The University of Texas has decided to forgo funding for its new China Policy Center from a foundation with ties to the branch of the Chinese Communist Party that manages influence operations abroad.
The decision by UT President Gregory L. Fenves followed an internal university review and a plea from Sen. Ted Cruz, R-Texas, who warned that accepting money from the China-United States Exchange Foundation could facilitate China’s propaganda efforts and impair the university’s credibility.
The developments were first reported in an opinion article in The Washington Post.
The China Policy Center, part of UT’s LBJ School of Public Affairs, opened in August, and Fenves’ decision to reject funding from CUSEF is something of a rebuke to the center’s executive director, David Firestein, and LBJ School Dean Angela Evans.
Firestein did not immediately respond to an email seeking comment, and Evans referred questions to UT spokesman Gary Susswein, who provided a copy of a letter Fenves sent to Cruz on Friday.
In the letter, Fenves said he began reviewing concerns after the center and the LBJ School approached him about potential funding from CUSEF. Several university professors and leaders had raised concerns about ties among Hong Kong-based CUSEF, its leader Tung Chee Hwa and the Communist Party.
The UT president told Cruz that he spoke not only with faculty experts on U.S.-China relations but also with U.S. intelligence officials.
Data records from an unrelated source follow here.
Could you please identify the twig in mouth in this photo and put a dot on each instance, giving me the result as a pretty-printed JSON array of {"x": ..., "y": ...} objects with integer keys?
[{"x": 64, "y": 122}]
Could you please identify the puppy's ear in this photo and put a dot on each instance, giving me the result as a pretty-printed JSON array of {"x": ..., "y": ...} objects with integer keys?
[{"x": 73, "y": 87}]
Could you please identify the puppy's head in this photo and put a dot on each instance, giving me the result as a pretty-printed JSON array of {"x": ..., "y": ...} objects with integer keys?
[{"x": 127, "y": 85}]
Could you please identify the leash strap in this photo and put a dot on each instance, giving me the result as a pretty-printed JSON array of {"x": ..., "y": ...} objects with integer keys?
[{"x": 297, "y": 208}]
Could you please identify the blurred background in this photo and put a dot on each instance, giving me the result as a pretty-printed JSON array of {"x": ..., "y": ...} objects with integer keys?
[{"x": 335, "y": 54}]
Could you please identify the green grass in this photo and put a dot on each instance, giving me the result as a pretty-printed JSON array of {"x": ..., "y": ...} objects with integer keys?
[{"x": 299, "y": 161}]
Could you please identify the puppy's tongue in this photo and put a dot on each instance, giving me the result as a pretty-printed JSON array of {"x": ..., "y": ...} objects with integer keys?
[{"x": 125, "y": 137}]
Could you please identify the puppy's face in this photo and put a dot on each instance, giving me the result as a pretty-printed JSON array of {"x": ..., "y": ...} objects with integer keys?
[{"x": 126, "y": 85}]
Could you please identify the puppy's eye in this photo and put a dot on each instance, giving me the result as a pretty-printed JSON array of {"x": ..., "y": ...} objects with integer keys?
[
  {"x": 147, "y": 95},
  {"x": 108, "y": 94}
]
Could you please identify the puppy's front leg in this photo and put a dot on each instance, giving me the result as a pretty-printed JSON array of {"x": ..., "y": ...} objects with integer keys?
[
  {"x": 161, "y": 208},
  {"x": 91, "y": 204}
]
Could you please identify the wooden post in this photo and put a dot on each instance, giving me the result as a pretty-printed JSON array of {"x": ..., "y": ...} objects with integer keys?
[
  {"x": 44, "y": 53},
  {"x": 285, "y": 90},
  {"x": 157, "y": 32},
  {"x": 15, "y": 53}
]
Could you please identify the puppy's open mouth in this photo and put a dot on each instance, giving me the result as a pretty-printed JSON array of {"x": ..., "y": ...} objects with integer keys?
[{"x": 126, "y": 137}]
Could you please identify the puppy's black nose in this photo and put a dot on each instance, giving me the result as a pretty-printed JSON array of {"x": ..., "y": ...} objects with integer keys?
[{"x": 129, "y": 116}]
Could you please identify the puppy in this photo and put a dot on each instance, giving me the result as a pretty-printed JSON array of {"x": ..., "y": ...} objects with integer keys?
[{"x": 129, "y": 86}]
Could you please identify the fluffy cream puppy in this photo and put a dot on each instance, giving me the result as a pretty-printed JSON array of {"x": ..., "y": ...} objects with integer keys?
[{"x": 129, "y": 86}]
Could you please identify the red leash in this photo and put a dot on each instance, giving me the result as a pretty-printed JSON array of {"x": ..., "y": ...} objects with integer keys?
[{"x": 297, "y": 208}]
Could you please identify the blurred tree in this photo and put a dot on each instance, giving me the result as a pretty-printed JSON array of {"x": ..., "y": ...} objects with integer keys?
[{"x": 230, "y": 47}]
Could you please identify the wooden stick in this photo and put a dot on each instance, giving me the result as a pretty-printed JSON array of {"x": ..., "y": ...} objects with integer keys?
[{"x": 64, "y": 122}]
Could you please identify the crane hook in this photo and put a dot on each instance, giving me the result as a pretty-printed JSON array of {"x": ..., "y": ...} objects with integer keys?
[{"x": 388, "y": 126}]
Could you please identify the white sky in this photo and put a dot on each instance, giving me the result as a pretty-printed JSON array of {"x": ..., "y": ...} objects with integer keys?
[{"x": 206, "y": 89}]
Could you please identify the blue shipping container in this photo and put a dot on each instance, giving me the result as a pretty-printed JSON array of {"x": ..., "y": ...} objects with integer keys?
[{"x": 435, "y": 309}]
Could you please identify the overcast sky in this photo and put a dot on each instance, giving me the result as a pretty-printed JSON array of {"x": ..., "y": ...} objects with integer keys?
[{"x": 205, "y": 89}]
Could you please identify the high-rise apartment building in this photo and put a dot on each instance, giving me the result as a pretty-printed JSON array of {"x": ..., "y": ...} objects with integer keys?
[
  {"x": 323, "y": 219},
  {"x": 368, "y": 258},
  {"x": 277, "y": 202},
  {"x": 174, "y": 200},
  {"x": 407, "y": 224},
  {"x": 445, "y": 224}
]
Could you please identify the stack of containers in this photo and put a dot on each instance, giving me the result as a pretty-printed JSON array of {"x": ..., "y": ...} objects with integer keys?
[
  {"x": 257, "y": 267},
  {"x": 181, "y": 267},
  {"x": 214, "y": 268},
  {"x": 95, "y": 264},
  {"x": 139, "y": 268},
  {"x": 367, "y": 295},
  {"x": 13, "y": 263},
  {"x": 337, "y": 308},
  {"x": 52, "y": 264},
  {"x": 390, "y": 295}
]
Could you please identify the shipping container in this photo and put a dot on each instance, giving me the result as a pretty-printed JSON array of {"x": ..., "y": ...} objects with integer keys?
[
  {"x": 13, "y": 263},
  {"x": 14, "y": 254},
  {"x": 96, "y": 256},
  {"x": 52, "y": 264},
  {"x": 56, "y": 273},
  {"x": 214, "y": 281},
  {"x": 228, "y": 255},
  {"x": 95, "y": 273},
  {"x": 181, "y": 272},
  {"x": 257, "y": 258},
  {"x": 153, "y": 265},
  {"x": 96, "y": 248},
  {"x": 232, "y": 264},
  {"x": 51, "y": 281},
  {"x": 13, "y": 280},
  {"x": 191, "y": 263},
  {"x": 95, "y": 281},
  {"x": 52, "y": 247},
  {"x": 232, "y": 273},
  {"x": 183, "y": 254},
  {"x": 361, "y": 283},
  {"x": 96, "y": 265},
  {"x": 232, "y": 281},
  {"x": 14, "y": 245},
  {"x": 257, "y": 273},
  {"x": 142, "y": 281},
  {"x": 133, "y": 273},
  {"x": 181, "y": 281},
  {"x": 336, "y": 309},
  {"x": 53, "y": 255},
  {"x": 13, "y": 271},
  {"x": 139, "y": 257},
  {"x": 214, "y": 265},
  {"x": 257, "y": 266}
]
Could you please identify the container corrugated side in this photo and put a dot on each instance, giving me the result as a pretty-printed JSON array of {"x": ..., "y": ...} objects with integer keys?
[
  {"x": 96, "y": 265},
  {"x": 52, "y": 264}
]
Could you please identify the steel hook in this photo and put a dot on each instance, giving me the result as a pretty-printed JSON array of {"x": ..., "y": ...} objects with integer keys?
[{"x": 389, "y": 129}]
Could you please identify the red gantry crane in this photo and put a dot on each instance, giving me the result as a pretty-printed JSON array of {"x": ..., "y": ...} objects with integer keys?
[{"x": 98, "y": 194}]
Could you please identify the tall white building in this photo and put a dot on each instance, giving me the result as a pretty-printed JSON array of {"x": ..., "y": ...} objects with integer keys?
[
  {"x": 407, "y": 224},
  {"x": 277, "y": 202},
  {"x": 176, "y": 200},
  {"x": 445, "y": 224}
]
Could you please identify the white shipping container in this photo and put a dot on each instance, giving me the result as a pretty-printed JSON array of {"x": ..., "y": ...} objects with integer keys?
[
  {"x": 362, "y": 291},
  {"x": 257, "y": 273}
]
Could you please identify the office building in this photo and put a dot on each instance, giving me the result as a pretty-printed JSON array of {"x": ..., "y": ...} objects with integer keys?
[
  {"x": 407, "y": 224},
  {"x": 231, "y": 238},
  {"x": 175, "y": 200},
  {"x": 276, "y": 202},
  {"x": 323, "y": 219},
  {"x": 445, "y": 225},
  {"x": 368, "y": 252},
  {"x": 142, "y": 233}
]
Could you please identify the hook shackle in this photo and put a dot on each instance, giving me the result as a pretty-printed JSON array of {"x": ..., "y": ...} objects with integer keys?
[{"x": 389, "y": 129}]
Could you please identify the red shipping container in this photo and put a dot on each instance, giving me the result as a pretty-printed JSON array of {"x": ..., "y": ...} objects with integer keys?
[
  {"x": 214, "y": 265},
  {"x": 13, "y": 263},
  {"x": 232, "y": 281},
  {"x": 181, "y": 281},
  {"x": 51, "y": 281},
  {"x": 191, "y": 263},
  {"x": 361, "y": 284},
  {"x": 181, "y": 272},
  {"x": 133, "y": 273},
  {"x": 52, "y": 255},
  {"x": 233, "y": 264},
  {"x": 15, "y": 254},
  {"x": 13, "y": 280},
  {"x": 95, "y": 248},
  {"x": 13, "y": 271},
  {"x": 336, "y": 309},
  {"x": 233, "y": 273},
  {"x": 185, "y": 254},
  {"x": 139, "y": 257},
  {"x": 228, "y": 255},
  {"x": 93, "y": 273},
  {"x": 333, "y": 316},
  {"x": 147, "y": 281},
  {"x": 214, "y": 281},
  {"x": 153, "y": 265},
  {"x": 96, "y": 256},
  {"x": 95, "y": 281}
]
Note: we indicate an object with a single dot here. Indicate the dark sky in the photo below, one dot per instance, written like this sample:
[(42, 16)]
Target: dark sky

Those officials included some at the Central Intelligence Agency and the FBI.
Fenves said he had already decided that UT would not accept “programmatic funding” from CUSEF and was now also ruling out “any funds for travel, student exchanges or other initiatives from the organization.
“External support is vital to the work of faculty members and researchers, furthers our mission as a flagship university and underwrites studies that can advance our knowledge and understanding of the world,” Fenves wrote. “We must, however, also ensure that the receipt of outside funding does not create potential conflicts of interest or place limits on academic freedom and the robust exchange of ideas. I am concerned about this if we were to accept funding from CUSEF.”
Fenves said the university would seek other domestic and international sources of support for the China center.
“The China Policy Center is up and running and has the backing of the university,” Susswein told the Statesman. “Broadly, this is something we’re heavily committed to and invested in.”